Umbellifers – big word!

It describes a family of plants that have ‘umbrella-type’  flowers, usually, though not always white.  They includes many that are edible – Cow Parsley, Hogweed, Alexanders, Ground Elder, Sweet Cicely and Pignut; as well as some very poisonious – Hemlock, Fool’s Parsley and Cowbane.  Carrots, Parsnips, Celery and their wild forebears are Umbellifers as are the contents of several of our herb / spice jars –  Fennel, Angelica, Coriander, Chervil, Parsley, Caraway and Lovage.

There are many more plants within this family, so its very important to be sure of identification.  Some are very easy – Alexanders – its very tall in the hedgerow very early, bright (almost lime) green stems and flowers.  Hogweed -its rought stems and large leaves are quite different from most of its relations.

Others are more simular – Cow Parsley and Sweet Cicely look quite simular, but rub the leaves of the latter and the smell is very aromatic (appartently its like myrrh giving its latin name as Myrrhis odorata), both plants can be used in mixed salads.  The seeds of Sweet Cicely can also be used as a flavouring.

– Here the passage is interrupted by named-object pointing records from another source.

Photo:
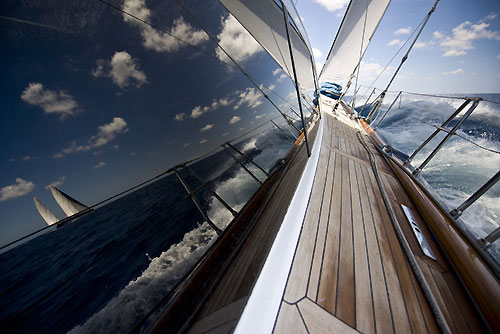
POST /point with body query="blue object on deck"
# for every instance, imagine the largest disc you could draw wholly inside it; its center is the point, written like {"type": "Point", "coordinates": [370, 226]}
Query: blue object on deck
{"type": "Point", "coordinates": [331, 90]}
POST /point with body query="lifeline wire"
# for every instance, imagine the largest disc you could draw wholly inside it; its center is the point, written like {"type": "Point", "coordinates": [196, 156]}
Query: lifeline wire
{"type": "Point", "coordinates": [119, 243]}
{"type": "Point", "coordinates": [440, 320]}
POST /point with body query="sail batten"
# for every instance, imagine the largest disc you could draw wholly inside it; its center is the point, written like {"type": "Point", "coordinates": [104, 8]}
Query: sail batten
{"type": "Point", "coordinates": [263, 19]}
{"type": "Point", "coordinates": [47, 215]}
{"type": "Point", "coordinates": [355, 33]}
{"type": "Point", "coordinates": [69, 205]}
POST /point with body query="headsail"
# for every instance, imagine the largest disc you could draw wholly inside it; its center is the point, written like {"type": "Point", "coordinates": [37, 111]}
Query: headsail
{"type": "Point", "coordinates": [264, 20]}
{"type": "Point", "coordinates": [358, 26]}
{"type": "Point", "coordinates": [69, 205]}
{"type": "Point", "coordinates": [47, 215]}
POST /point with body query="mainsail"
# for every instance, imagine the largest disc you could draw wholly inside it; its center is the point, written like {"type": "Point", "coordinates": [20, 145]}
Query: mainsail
{"type": "Point", "coordinates": [47, 215]}
{"type": "Point", "coordinates": [358, 26]}
{"type": "Point", "coordinates": [264, 20]}
{"type": "Point", "coordinates": [69, 205]}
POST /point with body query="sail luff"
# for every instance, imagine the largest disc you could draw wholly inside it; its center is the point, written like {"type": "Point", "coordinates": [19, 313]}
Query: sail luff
{"type": "Point", "coordinates": [263, 19]}
{"type": "Point", "coordinates": [345, 52]}
{"type": "Point", "coordinates": [47, 215]}
{"type": "Point", "coordinates": [69, 205]}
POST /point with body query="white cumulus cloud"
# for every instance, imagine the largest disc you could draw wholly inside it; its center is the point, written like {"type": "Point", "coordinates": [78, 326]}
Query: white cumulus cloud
{"type": "Point", "coordinates": [57, 183]}
{"type": "Point", "coordinates": [332, 5]}
{"type": "Point", "coordinates": [236, 41]}
{"type": "Point", "coordinates": [214, 105]}
{"type": "Point", "coordinates": [105, 134]}
{"type": "Point", "coordinates": [402, 31]}
{"type": "Point", "coordinates": [463, 37]}
{"type": "Point", "coordinates": [395, 42]}
{"type": "Point", "coordinates": [317, 53]}
{"type": "Point", "coordinates": [100, 165]}
{"type": "Point", "coordinates": [206, 127]}
{"type": "Point", "coordinates": [18, 189]}
{"type": "Point", "coordinates": [369, 71]}
{"type": "Point", "coordinates": [251, 97]}
{"type": "Point", "coordinates": [52, 102]}
{"type": "Point", "coordinates": [180, 117]}
{"type": "Point", "coordinates": [159, 40]}
{"type": "Point", "coordinates": [457, 71]}
{"type": "Point", "coordinates": [235, 119]}
{"type": "Point", "coordinates": [122, 69]}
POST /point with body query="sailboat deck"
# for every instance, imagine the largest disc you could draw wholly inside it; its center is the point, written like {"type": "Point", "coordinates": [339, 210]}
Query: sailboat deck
{"type": "Point", "coordinates": [349, 272]}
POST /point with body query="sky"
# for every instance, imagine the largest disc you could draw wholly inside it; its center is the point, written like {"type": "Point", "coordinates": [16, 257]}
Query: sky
{"type": "Point", "coordinates": [95, 101]}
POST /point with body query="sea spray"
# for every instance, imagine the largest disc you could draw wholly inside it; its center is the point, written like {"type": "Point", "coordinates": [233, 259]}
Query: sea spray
{"type": "Point", "coordinates": [143, 293]}
{"type": "Point", "coordinates": [460, 167]}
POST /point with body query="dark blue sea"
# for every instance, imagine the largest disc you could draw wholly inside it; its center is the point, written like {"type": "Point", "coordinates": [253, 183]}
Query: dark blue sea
{"type": "Point", "coordinates": [460, 167]}
{"type": "Point", "coordinates": [106, 270]}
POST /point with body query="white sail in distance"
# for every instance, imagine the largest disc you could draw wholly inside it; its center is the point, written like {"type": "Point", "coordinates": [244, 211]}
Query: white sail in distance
{"type": "Point", "coordinates": [264, 20]}
{"type": "Point", "coordinates": [357, 29]}
{"type": "Point", "coordinates": [69, 205]}
{"type": "Point", "coordinates": [47, 215]}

I’m pretty good at my identification of most wild flowers, but last summer I spotted a patch of Umbellifers I didn’t recognise and wanted to identify them, I picked a stem or two and tok them home.  I poured over my collection of Wild Food, Herb and Wild Flower books, I couldn’t tell, I took the books back to the location with me, I still couldn’t tell.  I had it down to a choice of two or three from the 50 or so choices, but I had to leave it as an unidentified mystery.  Needless to say I didn’t try eating it!

The differences between Cow Parsley and Hemlock are obvious when conforted with both and a comparison is possible  or the forager is experinced.  The Cow Parsley’s leaves are delicate, soft green, down-y, the stems are gently hairy and either green-ish or purple-ish or greeny-purple-ish.  The decription of Hemlock is much the same, pictures in books (photos or drawn) are not completly clear (in fact in the 2001 colour edition of Richard Mabey’s book ‘Food for Free’ he has a picture of Hogweed labelled as Hemlock!!) Hemlock’s leaves are a slightly darker green and a little bit glossier, a bit thicker cut, the stems are smooth, and green-ish with purple-ish flecks.  Very subtle differences!

Hemlock was used at least since the Greeks as a poison (Socrates was executed using Hemlock juice).  One of Cow Parsley’s old names is Mother Die.   The most dire warnings are given to ensure that a poisonous plant is not confused with an edible one, please heed them!  If in doubt, don’t pick it!

Garlic Mustard

Well, the bank holiday weather was not as bad as it was forecast, but I still got quite cold when out cycling today with my friend Alison.  We took a back lane route over the hills and far away (we also had a short detour around a housing estate  – I don’t think she will ever trust me to navigate again!).  There was so many wild flowers en route including Bluebells – what a fabulous site they are – swathes of Wood Anemones and Marsh Marigolds (my own special favourite) plus we actually saw Snakes Head Fritillaries (my first time ever!).

On the way home I picked a huge buch of Garlic Mustard (also known as Jack by the Hedge of Hedge Garlic).  I stuffed and wrapped mackeral in it for dinner.  Lightly oil foil and fish, stuff leaves in cavity, wrap fish in leaves and foil, cook in oven for 20 -30 mins, unwrap leaves and foil – eat – simple!